November 2, 2016

OSDI ’16: Showcasing the top Systems Research

By: Kelly Berschauer

Facebook Researchers are sharing their latest systems research at OSDI’16

Identifying and resolving resource utilization bottlenecks, and improving data-quality tradeoffs, for large-scale Web services are the research topics of two papers being presented by Facebook researchers at the 12th USENIX Symposium on Operating Systems Design and Implementation (OSDI) conference this week. Long known as the most influential conference in the operating systems and distributed systems areas, OSDI brings together top systems practitioners with a diverse set of perspectives, from academia and industry, to discuss and collaborate on the most challenging systems problems.

“Attending OSDI is a great way to keep abreast of the top systems research—I always find out about new approaches to problems we see at Facebook, and also have the opportunity to educate the community on what we have learned,” said Kaushik Veeraraghavan software engineer at Facebook. “But most importantly, OSDI gives us the opportunity to maintain ties with our research colleagues. Many of our best research collaborations and top interns have come from discussions we’ve had at OSDI.”

Facebook papers being presented at OSDI include:

The Kraken: Leveraging Live Traffic Tests to Identify and Resolve Resource Utilization Bottlenecks in Large Scale Web Services paper, by Facebook researchers and engineers: Kaushik Veeraraghavan, Justin Meza, David Chou, Wonho Kim, Sonia Margulis, Scott Michelson, Rajesh Nishtala, Daniel Obenshain, Dmitri Perelman, and Yee Jiun Song, describes a system in production at Facebook that leverages live user traffic to empirically load test every level of the infrastructure stack to measure capacity.

Previous to implementing Kraken, large scale web services at Facebook were difficult to accurately model because they are composed of hundreds of rapidly evolving software systems, distributed across geo-replicated data centers, and have constantly changing workloads. Each system needed to be allocated capacity, configured, and tuned to use data center resources efficiently, while user behavior and software components evolved constantly.
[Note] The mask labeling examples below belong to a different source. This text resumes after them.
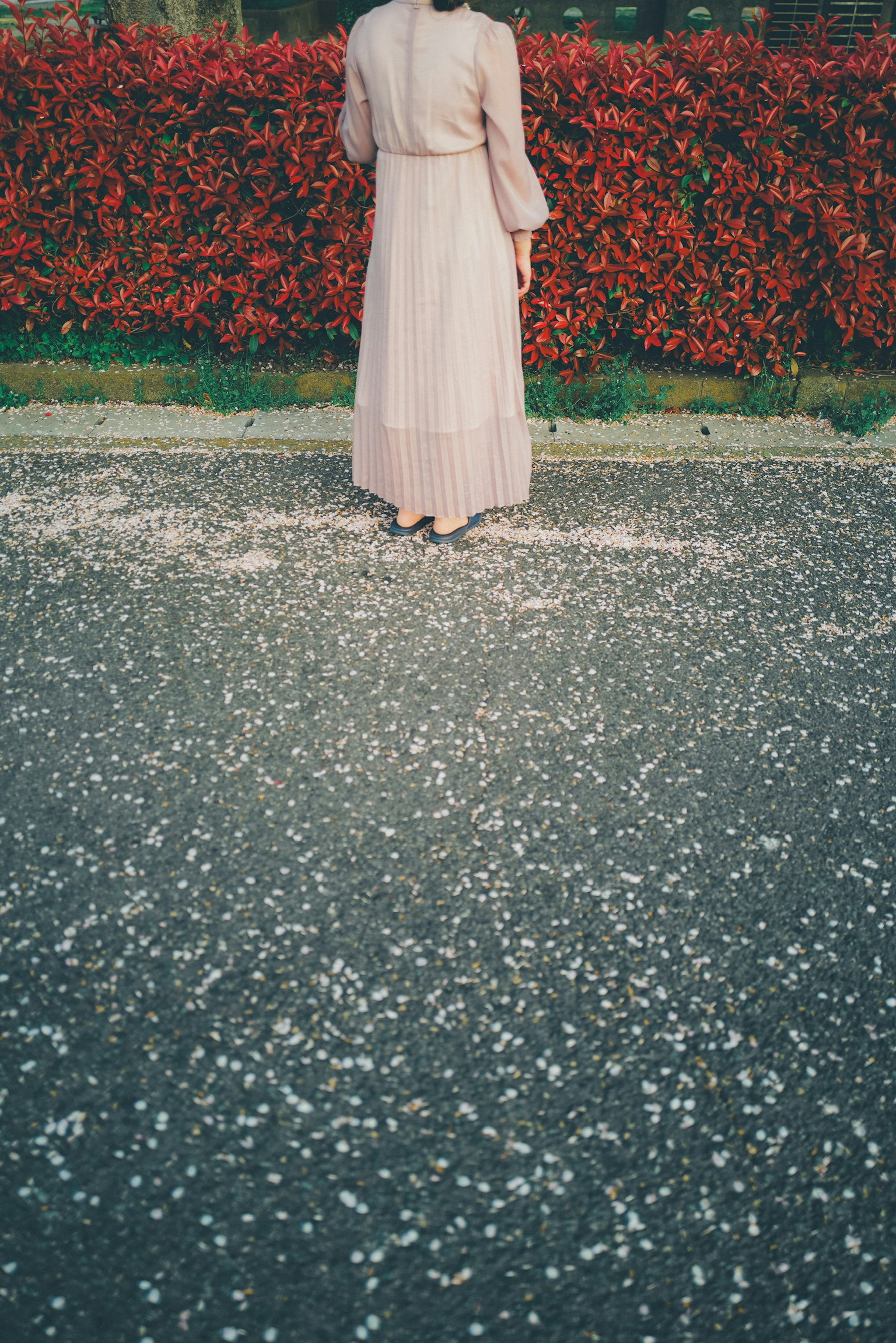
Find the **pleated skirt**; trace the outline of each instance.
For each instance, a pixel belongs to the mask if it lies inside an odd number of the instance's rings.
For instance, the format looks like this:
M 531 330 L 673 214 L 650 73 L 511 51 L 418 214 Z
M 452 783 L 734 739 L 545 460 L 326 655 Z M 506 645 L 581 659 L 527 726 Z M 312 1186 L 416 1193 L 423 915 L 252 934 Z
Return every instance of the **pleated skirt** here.
M 488 149 L 376 158 L 355 483 L 463 517 L 529 497 L 513 242 Z

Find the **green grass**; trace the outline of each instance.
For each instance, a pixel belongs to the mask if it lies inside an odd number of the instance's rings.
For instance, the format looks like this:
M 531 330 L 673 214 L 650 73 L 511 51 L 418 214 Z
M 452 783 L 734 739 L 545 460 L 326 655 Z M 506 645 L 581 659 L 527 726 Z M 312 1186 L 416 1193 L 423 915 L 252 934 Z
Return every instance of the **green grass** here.
M 15 406 L 27 404 L 28 398 L 24 392 L 13 392 L 5 383 L 0 383 L 0 407 L 3 407 L 4 411 L 12 410 Z
M 250 359 L 235 360 L 232 364 L 214 364 L 210 359 L 200 359 L 195 369 L 184 376 L 168 373 L 165 381 L 179 406 L 204 406 L 224 415 L 309 404 L 308 398 L 298 396 L 297 392 L 286 396 L 278 393 L 269 373 L 253 377 Z
M 826 402 L 822 412 L 836 430 L 864 438 L 876 434 L 896 415 L 896 396 L 891 392 L 866 392 L 861 402 L 846 402 L 833 398 Z
M 631 368 L 629 356 L 622 356 L 607 364 L 596 385 L 567 384 L 551 372 L 525 379 L 525 414 L 531 419 L 618 423 L 630 415 L 661 411 L 668 391 L 664 387 L 657 395 L 649 392 L 641 369 Z

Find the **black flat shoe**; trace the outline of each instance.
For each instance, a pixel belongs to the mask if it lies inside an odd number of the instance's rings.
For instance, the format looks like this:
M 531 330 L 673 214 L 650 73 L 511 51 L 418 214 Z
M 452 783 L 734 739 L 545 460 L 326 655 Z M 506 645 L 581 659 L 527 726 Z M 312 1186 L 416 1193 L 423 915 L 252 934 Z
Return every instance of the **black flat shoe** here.
M 430 541 L 435 541 L 437 545 L 450 545 L 451 541 L 459 541 L 462 536 L 472 532 L 481 521 L 481 513 L 470 513 L 463 526 L 455 526 L 453 532 L 430 532 Z
M 414 524 L 414 526 L 399 526 L 395 518 L 392 518 L 390 536 L 416 536 L 416 533 L 422 532 L 424 526 L 429 526 L 431 521 L 431 517 L 422 517 L 419 522 Z

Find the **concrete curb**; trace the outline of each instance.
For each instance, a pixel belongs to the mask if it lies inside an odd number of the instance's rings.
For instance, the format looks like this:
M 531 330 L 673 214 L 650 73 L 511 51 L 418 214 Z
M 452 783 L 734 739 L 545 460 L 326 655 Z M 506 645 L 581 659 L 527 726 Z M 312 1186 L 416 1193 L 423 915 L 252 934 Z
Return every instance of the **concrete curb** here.
M 145 406 L 171 406 L 173 385 L 169 377 L 195 379 L 189 368 L 120 368 L 93 369 L 58 364 L 0 364 L 0 384 L 11 391 L 43 402 L 85 402 L 94 396 L 107 402 L 137 402 Z M 329 402 L 337 387 L 351 387 L 352 375 L 317 369 L 310 373 L 254 373 L 253 381 L 266 379 L 277 396 L 296 395 L 305 402 Z M 599 379 L 595 379 L 599 381 Z M 699 398 L 713 398 L 720 406 L 739 406 L 748 391 L 743 377 L 693 371 L 646 371 L 647 389 L 656 395 L 668 387 L 666 406 L 684 410 Z M 789 379 L 791 406 L 797 411 L 817 411 L 829 399 L 860 402 L 869 392 L 887 391 L 896 396 L 896 373 L 862 373 L 841 377 L 823 369 L 807 369 Z
M 0 364 L 0 384 L 36 402 L 137 402 L 171 406 L 175 388 L 168 379 L 196 380 L 191 368 L 86 368 L 66 364 Z M 330 402 L 337 387 L 351 387 L 351 373 L 253 373 L 275 396 L 296 395 L 305 402 Z

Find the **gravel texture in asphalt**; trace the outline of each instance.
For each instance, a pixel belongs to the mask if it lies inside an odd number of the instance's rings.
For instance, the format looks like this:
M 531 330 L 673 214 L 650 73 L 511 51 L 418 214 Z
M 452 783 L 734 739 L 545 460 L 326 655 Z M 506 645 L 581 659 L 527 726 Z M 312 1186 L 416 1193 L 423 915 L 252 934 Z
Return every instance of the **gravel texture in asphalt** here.
M 242 411 L 224 415 L 189 406 L 66 406 L 31 402 L 0 411 L 0 443 L 27 446 L 62 442 L 69 450 L 98 445 L 156 443 L 195 450 L 206 443 L 304 447 L 326 443 L 351 449 L 353 412 L 337 406 L 290 407 L 281 411 Z M 529 420 L 537 454 L 621 457 L 771 457 L 861 455 L 891 461 L 896 453 L 896 419 L 877 434 L 837 432 L 826 419 L 798 414 L 767 419 L 746 415 L 635 415 L 615 424 L 602 420 Z
M 893 467 L 3 474 L 7 1338 L 892 1336 Z

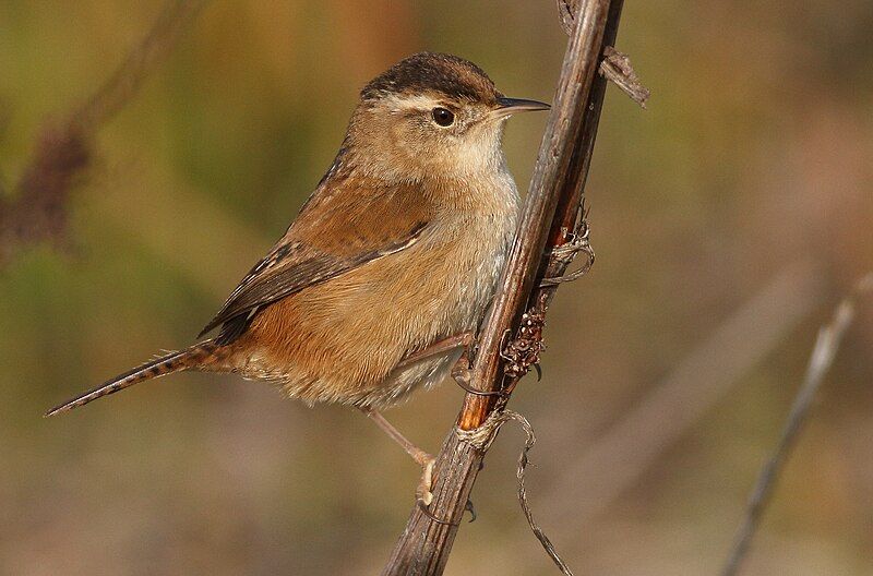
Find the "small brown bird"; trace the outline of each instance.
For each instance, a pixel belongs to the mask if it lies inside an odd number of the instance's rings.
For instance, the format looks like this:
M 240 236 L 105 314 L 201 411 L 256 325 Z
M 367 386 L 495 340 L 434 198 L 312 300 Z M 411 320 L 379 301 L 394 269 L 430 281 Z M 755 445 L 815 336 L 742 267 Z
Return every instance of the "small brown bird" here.
M 429 503 L 433 458 L 378 410 L 443 379 L 482 321 L 519 204 L 504 123 L 548 108 L 504 97 L 455 56 L 395 64 L 361 91 L 330 170 L 201 333 L 217 336 L 47 416 L 172 372 L 236 372 L 362 409 L 424 468 Z

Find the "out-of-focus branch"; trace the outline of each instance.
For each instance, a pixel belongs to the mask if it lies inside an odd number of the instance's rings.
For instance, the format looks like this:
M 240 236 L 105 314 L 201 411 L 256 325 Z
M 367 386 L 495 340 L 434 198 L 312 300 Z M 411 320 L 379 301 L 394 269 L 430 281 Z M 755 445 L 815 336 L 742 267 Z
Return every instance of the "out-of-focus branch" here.
M 603 47 L 614 41 L 621 5 L 621 0 L 582 0 L 574 13 L 530 192 L 473 367 L 469 385 L 492 395 L 466 396 L 436 459 L 430 512 L 412 511 L 384 575 L 442 574 L 499 415 L 537 361 L 546 308 L 560 285 L 541 286 L 541 280 L 563 274 L 571 257 L 559 249 L 573 247 L 579 236 L 583 185 L 606 89 L 597 71 Z M 513 335 L 509 344 L 507 334 Z
M 810 407 L 815 399 L 818 387 L 822 385 L 825 374 L 830 370 L 830 364 L 837 355 L 842 336 L 851 325 L 852 320 L 854 320 L 858 297 L 871 290 L 873 290 L 873 273 L 869 273 L 861 278 L 852 293 L 839 303 L 830 322 L 818 329 L 818 337 L 810 357 L 803 384 L 791 405 L 791 411 L 788 413 L 779 442 L 757 477 L 752 497 L 745 508 L 745 516 L 737 532 L 728 561 L 721 571 L 721 576 L 734 576 L 739 573 L 740 565 L 749 552 L 752 537 L 761 524 L 761 518 L 767 504 L 770 502 L 779 473 L 797 444 L 798 435 L 803 424 L 809 419 Z
M 12 197 L 0 196 L 0 266 L 36 242 L 63 243 L 70 194 L 85 179 L 97 131 L 133 98 L 205 2 L 171 0 L 109 80 L 63 120 L 43 129 Z
M 565 463 L 540 497 L 541 515 L 576 530 L 589 525 L 821 305 L 820 272 L 812 261 L 780 271 L 589 448 Z

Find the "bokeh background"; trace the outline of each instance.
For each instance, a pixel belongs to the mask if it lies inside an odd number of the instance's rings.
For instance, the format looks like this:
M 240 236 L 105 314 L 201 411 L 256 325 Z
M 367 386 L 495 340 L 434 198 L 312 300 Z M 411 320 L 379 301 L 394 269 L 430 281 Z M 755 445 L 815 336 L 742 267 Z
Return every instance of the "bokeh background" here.
M 88 98 L 159 2 L 0 2 L 7 194 L 47 119 Z M 535 514 L 581 574 L 716 574 L 817 327 L 873 268 L 873 4 L 626 2 L 588 185 L 591 273 L 549 316 Z M 203 374 L 62 418 L 57 401 L 190 343 L 330 166 L 357 91 L 421 49 L 549 100 L 538 2 L 216 0 L 96 139 L 65 250 L 0 271 L 0 573 L 376 574 L 418 469 L 359 413 Z M 543 116 L 512 120 L 527 185 Z M 873 302 L 862 302 L 745 574 L 873 572 Z M 436 451 L 452 384 L 388 412 Z M 447 574 L 555 573 L 505 430 Z

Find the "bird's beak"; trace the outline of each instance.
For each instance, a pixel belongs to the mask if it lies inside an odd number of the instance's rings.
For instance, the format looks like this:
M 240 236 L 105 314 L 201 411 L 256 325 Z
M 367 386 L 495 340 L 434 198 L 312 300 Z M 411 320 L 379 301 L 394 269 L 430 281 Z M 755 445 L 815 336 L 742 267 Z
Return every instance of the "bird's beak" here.
M 494 112 L 499 117 L 511 116 L 515 112 L 533 112 L 535 110 L 548 110 L 551 108 L 546 103 L 539 100 L 527 100 L 525 98 L 498 98 L 499 108 Z

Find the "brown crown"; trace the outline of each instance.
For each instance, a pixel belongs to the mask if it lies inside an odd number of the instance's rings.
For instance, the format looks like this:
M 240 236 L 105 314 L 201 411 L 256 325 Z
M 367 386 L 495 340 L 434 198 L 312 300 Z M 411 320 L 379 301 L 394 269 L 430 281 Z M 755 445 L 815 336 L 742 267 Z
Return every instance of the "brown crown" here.
M 361 91 L 361 98 L 376 99 L 387 94 L 426 92 L 488 104 L 502 96 L 488 74 L 469 60 L 445 53 L 419 52 L 400 60 L 373 79 Z

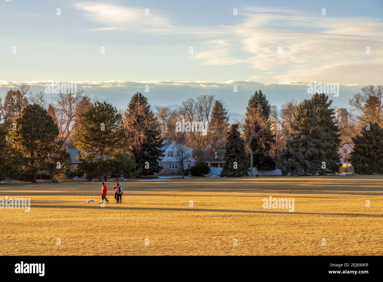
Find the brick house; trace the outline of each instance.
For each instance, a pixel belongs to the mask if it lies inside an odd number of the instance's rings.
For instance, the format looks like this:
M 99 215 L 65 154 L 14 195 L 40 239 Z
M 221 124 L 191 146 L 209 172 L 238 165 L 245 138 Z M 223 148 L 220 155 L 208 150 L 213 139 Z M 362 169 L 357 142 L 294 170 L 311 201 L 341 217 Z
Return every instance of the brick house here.
M 226 150 L 225 150 L 224 146 L 221 146 L 214 149 L 209 144 L 203 150 L 203 162 L 211 167 L 223 167 L 225 155 Z

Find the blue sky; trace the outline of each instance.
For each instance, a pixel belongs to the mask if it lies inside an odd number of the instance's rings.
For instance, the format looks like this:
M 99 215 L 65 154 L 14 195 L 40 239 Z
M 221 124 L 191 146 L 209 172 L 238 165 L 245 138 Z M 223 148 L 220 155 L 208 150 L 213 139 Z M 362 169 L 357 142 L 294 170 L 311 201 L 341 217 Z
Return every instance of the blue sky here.
M 291 2 L 0 0 L 0 94 L 76 82 L 123 107 L 148 85 L 153 104 L 213 94 L 244 113 L 257 89 L 280 106 L 339 83 L 345 107 L 383 83 L 383 1 Z

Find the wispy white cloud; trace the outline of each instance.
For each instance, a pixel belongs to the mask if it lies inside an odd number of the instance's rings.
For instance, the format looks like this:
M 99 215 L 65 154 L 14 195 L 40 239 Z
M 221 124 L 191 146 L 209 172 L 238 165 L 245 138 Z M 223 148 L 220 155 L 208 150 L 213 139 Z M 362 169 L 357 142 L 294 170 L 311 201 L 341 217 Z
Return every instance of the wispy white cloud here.
M 75 7 L 86 13 L 90 20 L 112 27 L 100 28 L 98 30 L 121 30 L 136 32 L 156 32 L 174 28 L 165 17 L 160 15 L 154 10 L 149 10 L 145 15 L 144 9 L 119 6 L 97 2 L 82 2 Z
M 31 81 L 7 81 L 0 80 L 0 87 L 7 87 L 11 86 L 17 87 L 23 84 L 35 86 L 43 86 L 46 83 L 77 83 L 78 87 L 86 88 L 111 88 L 111 87 L 142 87 L 146 85 L 152 86 L 195 86 L 203 87 L 226 87 L 232 88 L 234 85 L 237 86 L 254 86 L 259 87 L 260 86 L 282 86 L 285 84 L 290 85 L 306 85 L 312 81 L 293 81 L 285 83 L 268 83 L 259 82 L 249 80 L 229 80 L 226 81 L 161 81 L 158 80 L 145 81 L 132 81 L 127 80 L 109 80 L 104 81 L 57 81 L 52 80 Z M 324 82 L 318 81 L 318 82 Z M 360 86 L 365 84 L 354 83 L 350 84 L 345 84 L 345 86 Z M 256 89 L 256 88 L 255 88 Z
The teams work was motivated by three key insights: (1) live user traffic accessing a web service provides the most current target workload possible, (2) the system can be empirically tested to identify its scalability limits, and (3) the user impact and operational overhead of empirical testing can be largely eliminated by building automation which adjusts live traffic based on feedback.

Based on these insights, the team designed the Kraken system, which has been in production at Facebook for three years, managing the traffic generated by 1.7 billion users, and improving hardware utilization by over 20%.

The DQBarge: Improving Data-Quality Tradeoffs in Large-Scale Internet Services paper, being presented by Facebook engineer Michael Chow is based on work done during his internship with his mentor Kaushik Veeraraghavan, and his University of Michigan colleagues Michael Cafarella, and Jason Flinn. The paper demonstrates that data-quality tradeoffs prevalent in Internet service pipelines are often sub-optimal because they are reactive and fail to consider global information. DQBarge enables better tradeoffs by propagating data along the causal path of request processing and generating models of performance and quality for potential tradeoffs. Improving responses to load spikes, utilization of spare resources, and dynamic capacity planning.